While more stores in Florida are planned, the family is also considering opening locations outside the state.

“I do believe there’s room for Duffy’s throughout the country. But we’d have to make sure we can grow without taking our eye off of what’s very important to us — the quality, the hospitality, the culture of the company,” Jason Emmett said.

Geri Emmett said establishing Duffy’s infrastructure was a priority for her husband. Duffy’s has a team of supervisors that includes a director of operations, six regional managers, general supervision and culinary supervision, as well as experts in real estate, finance and marketing.

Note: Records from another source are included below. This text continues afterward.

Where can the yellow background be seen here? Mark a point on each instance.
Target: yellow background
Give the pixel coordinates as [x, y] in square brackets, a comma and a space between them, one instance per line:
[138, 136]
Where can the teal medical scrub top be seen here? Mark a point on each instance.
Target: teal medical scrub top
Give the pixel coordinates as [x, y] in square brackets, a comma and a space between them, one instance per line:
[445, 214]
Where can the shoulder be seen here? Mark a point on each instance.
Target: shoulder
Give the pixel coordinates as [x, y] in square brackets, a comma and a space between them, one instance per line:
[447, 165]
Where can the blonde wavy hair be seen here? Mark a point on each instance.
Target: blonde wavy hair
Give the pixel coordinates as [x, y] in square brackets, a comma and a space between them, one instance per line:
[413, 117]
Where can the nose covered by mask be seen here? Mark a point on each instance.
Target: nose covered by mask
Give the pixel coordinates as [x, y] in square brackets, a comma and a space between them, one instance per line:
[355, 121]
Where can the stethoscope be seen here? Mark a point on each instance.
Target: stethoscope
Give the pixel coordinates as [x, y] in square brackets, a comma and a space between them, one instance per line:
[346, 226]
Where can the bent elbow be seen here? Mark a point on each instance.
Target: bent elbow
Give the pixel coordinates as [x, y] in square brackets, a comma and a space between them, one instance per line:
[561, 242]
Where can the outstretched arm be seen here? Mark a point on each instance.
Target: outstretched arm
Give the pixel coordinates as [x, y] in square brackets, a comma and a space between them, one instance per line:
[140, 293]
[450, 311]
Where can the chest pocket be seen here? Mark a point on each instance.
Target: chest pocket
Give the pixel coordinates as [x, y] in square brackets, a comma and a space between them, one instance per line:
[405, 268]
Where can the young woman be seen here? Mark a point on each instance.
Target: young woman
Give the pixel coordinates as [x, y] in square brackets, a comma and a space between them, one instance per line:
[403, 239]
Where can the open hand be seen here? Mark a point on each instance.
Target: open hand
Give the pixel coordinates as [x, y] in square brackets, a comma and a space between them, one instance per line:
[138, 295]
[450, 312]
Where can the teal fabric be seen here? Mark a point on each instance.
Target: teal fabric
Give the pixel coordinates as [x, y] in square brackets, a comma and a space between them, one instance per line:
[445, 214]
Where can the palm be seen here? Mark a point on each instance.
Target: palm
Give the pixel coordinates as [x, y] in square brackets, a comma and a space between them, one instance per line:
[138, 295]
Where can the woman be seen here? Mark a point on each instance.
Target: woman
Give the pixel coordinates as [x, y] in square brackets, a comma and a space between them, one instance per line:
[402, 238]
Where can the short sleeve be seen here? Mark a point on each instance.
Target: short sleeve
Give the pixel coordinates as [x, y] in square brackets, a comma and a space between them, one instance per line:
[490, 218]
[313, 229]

“My Dad had the hard job. He did the hard work of putting all these pieces into place,” Jason added. “All I have to do is follow the road map he set out and keep that vision going. ”

His brother Alexander, who was in college when his father died, has joined the company and is focusing on finance, digging into Duffy’s financials and making recommendations where the restaurant can improve.

Geri recently turned her full attention to Duffy’s Foundation, which operates programs including “Change for Charity,” where customers can round up their bill and contribute those pennies to charity. Duffy’s also contributes about 10 percent of its annual sales to the foundation. In 2016, the foundation raised $200,000 for community charities throughout the state.

Meanwhile, Duffy’s is moving forward with initiatives such as raising its profile for food quality. Last year, the company opened a culinary studio in Lake Worth to develop new recipes and train its chefs. Duffy’s recently won the regional “Neighborhood Award” from industry trade publication Nation’s Restaurant News.

Innovations include a Duffy’s MVP app, so customers don’t have to carry their cards –just their mobile phone; and a kitchen display system so the chef can read the order digitally, not on a paper ticket.

And Duffy’s has a new TV commercial, which it aired during the Super Bowl. In the commercial, viewers see Chef Eric Parker getting ready to cook and then Duffy’s customers being served, as the announcer declares:

“To win at this game, you have to put in the work. Know the game plan and execute. At Duffy’s, our game is always on.”